In 1992, excavations at the Bardahessiagh Formation in County Tyrone, Northern Ireland uncovered specimens of K. clarksoni which were described by Scrutton, Jeram & Armstrong (1997).

== Description ==
Kilbuchophyllia had radially organised septae with a beaded appearance and six-fold cyclic insertion, and it represents an early Paleozoic anomaly that, using calcite, successfully mineralized a skeletal cup around a soft, anemone-like body. It had weak bilateral symmetry and was a solitary animal as it did not associate with rugose corals.

== Classification ==
The organisation of its septae prompted Scrutton & Clarkson (1991) to place Kilbuchophyllia into Zoantharia by creating the order Kilbuchophyllida and the family Kilbuchophyllidae as a branch of Corallimorpharia. (Note: It is sometimes incorrectly stated that Scrutton & Clarkson placed Kilbuchophyllia into Scleractinia when instead they described it as being homeomorphic to Scleractinia.) It was later moved into Hexacorallia by Scrutton (1997) and is no longer seen as belonging to Scleractinia. Sepkoski (2002) agreed with the placement of Kilbuchophyllia into Zoantharia.

The genus has implications for showing signs of morphological convergence with Scleractinia.
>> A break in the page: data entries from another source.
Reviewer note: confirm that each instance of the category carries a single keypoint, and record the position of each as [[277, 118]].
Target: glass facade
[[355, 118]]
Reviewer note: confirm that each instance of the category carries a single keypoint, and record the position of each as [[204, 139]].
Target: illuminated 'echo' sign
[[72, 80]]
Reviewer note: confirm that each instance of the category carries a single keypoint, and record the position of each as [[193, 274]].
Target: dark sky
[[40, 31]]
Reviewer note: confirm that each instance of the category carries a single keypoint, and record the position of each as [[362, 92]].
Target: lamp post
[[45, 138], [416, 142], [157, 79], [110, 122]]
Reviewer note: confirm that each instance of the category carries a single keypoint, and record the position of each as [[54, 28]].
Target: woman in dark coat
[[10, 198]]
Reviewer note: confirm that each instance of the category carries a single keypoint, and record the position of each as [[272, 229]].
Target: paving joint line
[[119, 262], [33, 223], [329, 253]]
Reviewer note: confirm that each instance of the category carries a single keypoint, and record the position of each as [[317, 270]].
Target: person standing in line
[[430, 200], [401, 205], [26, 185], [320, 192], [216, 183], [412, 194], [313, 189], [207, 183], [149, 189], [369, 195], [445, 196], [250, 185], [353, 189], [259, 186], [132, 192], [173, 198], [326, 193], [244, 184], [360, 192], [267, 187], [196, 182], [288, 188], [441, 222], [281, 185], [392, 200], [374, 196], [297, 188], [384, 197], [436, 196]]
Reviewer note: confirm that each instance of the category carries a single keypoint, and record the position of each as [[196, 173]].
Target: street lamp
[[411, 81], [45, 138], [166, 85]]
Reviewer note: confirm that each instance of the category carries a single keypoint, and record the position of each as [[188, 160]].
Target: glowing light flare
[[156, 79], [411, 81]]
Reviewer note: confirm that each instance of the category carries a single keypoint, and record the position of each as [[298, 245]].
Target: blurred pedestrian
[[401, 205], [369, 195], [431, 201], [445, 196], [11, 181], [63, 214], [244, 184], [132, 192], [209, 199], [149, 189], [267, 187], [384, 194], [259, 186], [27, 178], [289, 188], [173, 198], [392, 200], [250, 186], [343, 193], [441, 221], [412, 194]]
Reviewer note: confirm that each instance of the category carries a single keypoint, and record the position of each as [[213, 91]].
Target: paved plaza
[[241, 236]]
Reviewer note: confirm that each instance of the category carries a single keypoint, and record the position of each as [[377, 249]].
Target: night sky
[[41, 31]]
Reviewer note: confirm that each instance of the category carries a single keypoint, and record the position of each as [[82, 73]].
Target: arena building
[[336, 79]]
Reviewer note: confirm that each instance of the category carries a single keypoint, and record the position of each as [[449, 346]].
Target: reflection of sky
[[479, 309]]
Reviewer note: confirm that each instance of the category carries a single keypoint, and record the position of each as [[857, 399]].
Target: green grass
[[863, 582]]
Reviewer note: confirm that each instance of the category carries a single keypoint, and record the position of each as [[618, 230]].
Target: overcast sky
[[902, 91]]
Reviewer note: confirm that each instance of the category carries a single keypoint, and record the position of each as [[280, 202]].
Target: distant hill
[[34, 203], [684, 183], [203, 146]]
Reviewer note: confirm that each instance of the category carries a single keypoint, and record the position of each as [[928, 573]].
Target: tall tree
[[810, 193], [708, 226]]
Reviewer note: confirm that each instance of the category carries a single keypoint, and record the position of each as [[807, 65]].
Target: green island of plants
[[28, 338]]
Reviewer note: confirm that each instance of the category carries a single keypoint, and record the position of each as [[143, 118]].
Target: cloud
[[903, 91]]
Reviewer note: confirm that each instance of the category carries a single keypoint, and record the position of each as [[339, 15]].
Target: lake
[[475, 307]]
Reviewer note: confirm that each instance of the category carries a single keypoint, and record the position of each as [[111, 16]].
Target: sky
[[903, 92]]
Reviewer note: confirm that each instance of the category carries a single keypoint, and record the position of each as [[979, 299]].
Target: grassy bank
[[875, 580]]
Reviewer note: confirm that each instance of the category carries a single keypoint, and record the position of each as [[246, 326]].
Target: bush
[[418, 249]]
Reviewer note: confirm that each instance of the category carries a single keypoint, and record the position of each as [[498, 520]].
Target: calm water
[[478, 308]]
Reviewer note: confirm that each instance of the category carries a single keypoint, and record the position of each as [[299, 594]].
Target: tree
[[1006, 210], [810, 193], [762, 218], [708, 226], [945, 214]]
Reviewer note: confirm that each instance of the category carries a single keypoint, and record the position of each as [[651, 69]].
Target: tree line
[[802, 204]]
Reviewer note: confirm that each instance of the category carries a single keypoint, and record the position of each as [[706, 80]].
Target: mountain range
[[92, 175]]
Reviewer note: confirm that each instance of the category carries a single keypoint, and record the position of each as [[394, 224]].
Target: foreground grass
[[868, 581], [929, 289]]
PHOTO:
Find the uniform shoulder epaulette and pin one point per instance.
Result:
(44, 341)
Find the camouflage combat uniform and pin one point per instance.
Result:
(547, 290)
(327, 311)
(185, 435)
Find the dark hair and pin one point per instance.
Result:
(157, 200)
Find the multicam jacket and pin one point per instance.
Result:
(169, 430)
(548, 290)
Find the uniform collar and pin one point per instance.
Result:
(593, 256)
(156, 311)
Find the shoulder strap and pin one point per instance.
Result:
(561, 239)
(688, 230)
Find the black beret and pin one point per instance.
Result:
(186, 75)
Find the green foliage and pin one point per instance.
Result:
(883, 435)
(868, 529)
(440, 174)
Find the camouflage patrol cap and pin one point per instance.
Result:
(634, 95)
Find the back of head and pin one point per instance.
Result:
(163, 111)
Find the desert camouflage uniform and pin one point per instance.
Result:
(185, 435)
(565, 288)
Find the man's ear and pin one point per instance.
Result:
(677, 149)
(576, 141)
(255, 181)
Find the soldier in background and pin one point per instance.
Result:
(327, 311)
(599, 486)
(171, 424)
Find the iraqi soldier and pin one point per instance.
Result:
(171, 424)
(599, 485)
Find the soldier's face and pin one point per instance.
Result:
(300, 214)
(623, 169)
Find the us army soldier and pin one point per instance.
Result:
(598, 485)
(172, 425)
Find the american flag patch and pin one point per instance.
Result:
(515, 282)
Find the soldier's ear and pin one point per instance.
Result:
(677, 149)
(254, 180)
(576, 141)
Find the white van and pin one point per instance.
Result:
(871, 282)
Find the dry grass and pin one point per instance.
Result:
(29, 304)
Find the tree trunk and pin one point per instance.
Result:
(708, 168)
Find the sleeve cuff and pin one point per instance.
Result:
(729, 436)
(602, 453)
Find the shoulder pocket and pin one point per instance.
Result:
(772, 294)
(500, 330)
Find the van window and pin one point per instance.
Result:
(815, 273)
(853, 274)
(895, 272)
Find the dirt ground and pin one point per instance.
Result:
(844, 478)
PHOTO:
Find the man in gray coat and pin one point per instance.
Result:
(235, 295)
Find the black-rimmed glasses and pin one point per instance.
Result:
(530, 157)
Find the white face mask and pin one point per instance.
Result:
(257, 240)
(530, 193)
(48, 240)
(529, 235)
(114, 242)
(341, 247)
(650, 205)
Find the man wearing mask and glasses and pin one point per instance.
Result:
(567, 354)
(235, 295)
== Paleogeography and extinction ==
Kilbuchophyllia is known from the Late Ordovician Kirkcolm Formation (Scotland) and the Bardahessiagh Formation (Northern Ireland). They were deposited in environments which allowed for Kilbuchophyllia to grow near volcanic islands.

It is believed that a submarine landslide caused the extinction of the K. discoidea population at Kilbucho. The K. clarksoni population at Craigbardahessiagh was extinct before the Late Ordovician mass extinction.